Fifteen years ago, few people would have bet on blueberries as a profitable crop for Peru’s northern coast. The region, consisting largely of desert lacked the necessary cold temperatures and a tradition of producing the fruit. But between 2010, when the country exported almost no blueberries to 2020, Peru became a powerhouse in blueberry production and the world’s largest exporter of them, with annual production of more than 162,000 metric tons, or $1 billion in export earnings.
The tale of how that remarkable transformation occurred goes back to steps the Peruvian government took beginning in the late 1990s, including a new agriculture law, a free trade agreement, and extensive irrigation projects that helped transform the Peruvian coast from a dry expanse to a breadbasket, with a cornucopia of exportable grapes, avocadoes, and other fruits and vegetables. It is also the result of a move, shared by many other parts of Latin America, towards science-based agriculture, with deep research into plant genetics and other life sciences and new forms of corporate organization, intended to meet new niche markets in the United States, Europe and other developed markets.
Many of those stories of technological and organizational transformation and their potential for national job creation and growth are told in a new IDB report entitled “Competing in Agribusiness: Corporate Strategies and Public Policies for the Challenges of the 21st Century,” which is based on more than 30 case studies of Latin American companies that successfully integrated into international agri-food markets. The story of a company that helped spark the revolution in Peruvian blueberry production helps, like many of the others, to illustrate key themes of modern agricultural innovation in the region and the difference even a medium-sized company can make.
A Knowledge-Intensive Blueberry Firm Takes Off
The story begins in 2006 when Carlos Gereda, the founder of Inka’s Berries, returned from Chile, where a blueberry boom was underway, with 14 varieties of the fruit to test their viability in Peru. Despite lack of knowledge about blueberries in local agricultural research stations, Gereda settled on four varieties that could be grown on the northern coast and concluded that blueberry production was potentially very profitable, given the high demand for the fruit in the Northern Hemisphere and a low production season there extending from September through November. Inka’s Berries eventually focused on a variety called Biloxi, a publicly available one that was best adapted to local conditions. It teamed up with the Universidad Nacional Agraria de La Molina (UNALM) to jointly develop a nursery and began to work to produce seedlings and plants that could be grown faster and sold cheaper than those available in other countries. Essential in those efforts was its first client and research collaborator, Camposol, the leading agro-export company in Peru, which helped Inka’s Berries test the initial varieties while becoming a client and transforming into a powerhouse in blueberry exports.
Inka’s Berries soon became an important supplier of seedlings to several large local agro-export companies, purchased 250 hectares of land north of Lima to serve as demonstration plots, and embarked on an alliance with the University of Georgia to develop new varieties of blueberries that would replace its Biloxi variety, deeming it too acidic and too old for long-term use. Those efforts with the American university produced two new varieties with better productivity, flavor, size, and shelf-life. They also resulted in a commercial agreement in which the collaborators share intellectual property rights, but the University of Georgia’s royalties decrease over time as new generations of the plants are produced.
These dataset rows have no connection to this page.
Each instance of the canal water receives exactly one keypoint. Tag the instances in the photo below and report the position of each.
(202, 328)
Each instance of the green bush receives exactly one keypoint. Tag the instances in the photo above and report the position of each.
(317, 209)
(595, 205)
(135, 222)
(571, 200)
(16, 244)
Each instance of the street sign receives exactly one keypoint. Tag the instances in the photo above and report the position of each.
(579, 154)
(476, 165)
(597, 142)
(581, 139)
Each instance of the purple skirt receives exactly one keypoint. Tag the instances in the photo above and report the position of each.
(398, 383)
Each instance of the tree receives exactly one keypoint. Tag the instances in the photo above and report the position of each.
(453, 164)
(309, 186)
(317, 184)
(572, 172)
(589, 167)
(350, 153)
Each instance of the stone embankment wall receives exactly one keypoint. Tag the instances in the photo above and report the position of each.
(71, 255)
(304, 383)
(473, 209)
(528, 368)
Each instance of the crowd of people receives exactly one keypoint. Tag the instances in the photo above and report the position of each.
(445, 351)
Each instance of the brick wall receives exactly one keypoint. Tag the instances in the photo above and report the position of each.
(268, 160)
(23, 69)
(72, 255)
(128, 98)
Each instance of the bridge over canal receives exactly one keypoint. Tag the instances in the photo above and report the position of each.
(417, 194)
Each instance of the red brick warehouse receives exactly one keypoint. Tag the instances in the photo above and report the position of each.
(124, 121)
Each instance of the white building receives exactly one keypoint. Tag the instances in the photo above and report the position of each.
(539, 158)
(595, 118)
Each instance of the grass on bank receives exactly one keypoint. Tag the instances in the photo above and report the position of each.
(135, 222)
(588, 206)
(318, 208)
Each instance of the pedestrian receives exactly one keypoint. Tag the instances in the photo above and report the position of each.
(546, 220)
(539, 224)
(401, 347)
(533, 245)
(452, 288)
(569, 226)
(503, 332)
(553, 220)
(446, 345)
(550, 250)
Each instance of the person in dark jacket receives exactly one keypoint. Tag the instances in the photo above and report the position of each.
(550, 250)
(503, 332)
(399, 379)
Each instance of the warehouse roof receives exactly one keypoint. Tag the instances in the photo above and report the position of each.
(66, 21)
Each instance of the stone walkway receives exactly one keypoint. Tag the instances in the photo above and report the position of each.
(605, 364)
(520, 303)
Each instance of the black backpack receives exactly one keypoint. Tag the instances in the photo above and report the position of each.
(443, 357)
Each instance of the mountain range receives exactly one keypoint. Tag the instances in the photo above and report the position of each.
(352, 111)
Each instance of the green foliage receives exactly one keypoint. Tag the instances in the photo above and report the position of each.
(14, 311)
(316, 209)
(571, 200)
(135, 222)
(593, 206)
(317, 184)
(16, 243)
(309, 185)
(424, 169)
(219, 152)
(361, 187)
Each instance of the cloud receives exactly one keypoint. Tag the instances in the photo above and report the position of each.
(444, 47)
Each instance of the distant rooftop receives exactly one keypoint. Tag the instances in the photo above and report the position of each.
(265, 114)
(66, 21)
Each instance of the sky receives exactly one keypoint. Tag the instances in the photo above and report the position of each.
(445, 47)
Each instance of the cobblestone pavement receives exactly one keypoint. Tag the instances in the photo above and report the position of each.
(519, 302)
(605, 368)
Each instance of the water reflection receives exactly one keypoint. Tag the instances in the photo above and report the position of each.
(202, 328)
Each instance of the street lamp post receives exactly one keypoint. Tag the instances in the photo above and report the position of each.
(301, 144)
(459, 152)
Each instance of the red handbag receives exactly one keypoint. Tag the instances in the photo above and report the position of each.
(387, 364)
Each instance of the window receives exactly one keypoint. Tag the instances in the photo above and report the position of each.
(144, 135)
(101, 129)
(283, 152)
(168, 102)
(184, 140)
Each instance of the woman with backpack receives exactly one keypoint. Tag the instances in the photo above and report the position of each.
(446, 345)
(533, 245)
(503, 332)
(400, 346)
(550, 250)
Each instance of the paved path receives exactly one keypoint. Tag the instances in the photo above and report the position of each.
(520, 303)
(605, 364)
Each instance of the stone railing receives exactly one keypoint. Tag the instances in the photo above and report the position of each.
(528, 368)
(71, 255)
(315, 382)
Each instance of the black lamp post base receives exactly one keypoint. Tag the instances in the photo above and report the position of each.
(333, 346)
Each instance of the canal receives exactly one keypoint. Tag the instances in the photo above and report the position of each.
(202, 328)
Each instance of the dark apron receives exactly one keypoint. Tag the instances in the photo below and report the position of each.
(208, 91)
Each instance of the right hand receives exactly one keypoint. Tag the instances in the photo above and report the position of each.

Today, Inka’s Berries continues to expand, exporting blueberry varieties to Spain, Portugal, Morocco, Mexico, the US, Namibia and South Africa, while engaged in the entire commercial chain of production, with its own laboratory, nursery, packing plant and blueberry exports, including significant amounts of fruit sold directly to supermarkets.
Key Factors in Peru’s Agricultural Innovation
The company’s success owes much to its ambition and ingenuity in plant genetics and production. But several other factors have also been key. As in many other triumphs of modern agriculture in the region, the state has played a positive role: carrying out the large irrigation projects and other innovations that helped transform the Peruvian coastal desert and generating relatively easy and fast protocols for the importation of genetic material that allowed Inka’s Berries to import and then test the seedlings developed at the University of Georgia. Inka’s Berries also benefitted from knowledge-sharing and financial collaboration with clients—in this case Camposol—and with academic and research institutions, like the University of Georgia and Peru’s UNALM.
More universal factors, like growing demand for healthy fruits and vegetables in overseas markets and the improvement in cold storage for long-haul transportation have similarly played a critical role.
Technological and Organizational Transformation Throughout the Region
The story of Inka’s Berries is but one of many revealing a far-reaching transformation in the agricultural sector’s technological and organizational structure in Latin America. Over the last two decades, knowledge-intensive companies—once thought to reside overwhelmingly in the manufacturing sector—have emerged in vigorous fashion to create new ventures that can access international markets and meet international productivity standards. Just as Inka’s Berries innovated and triumphed, many other creative companies are turning agriculture into the epicenter of modernization and high-quality job creation in the region, replacing the conventional manufacturing industries that were essential to dynamic technological progress in the 1970s and 1980s.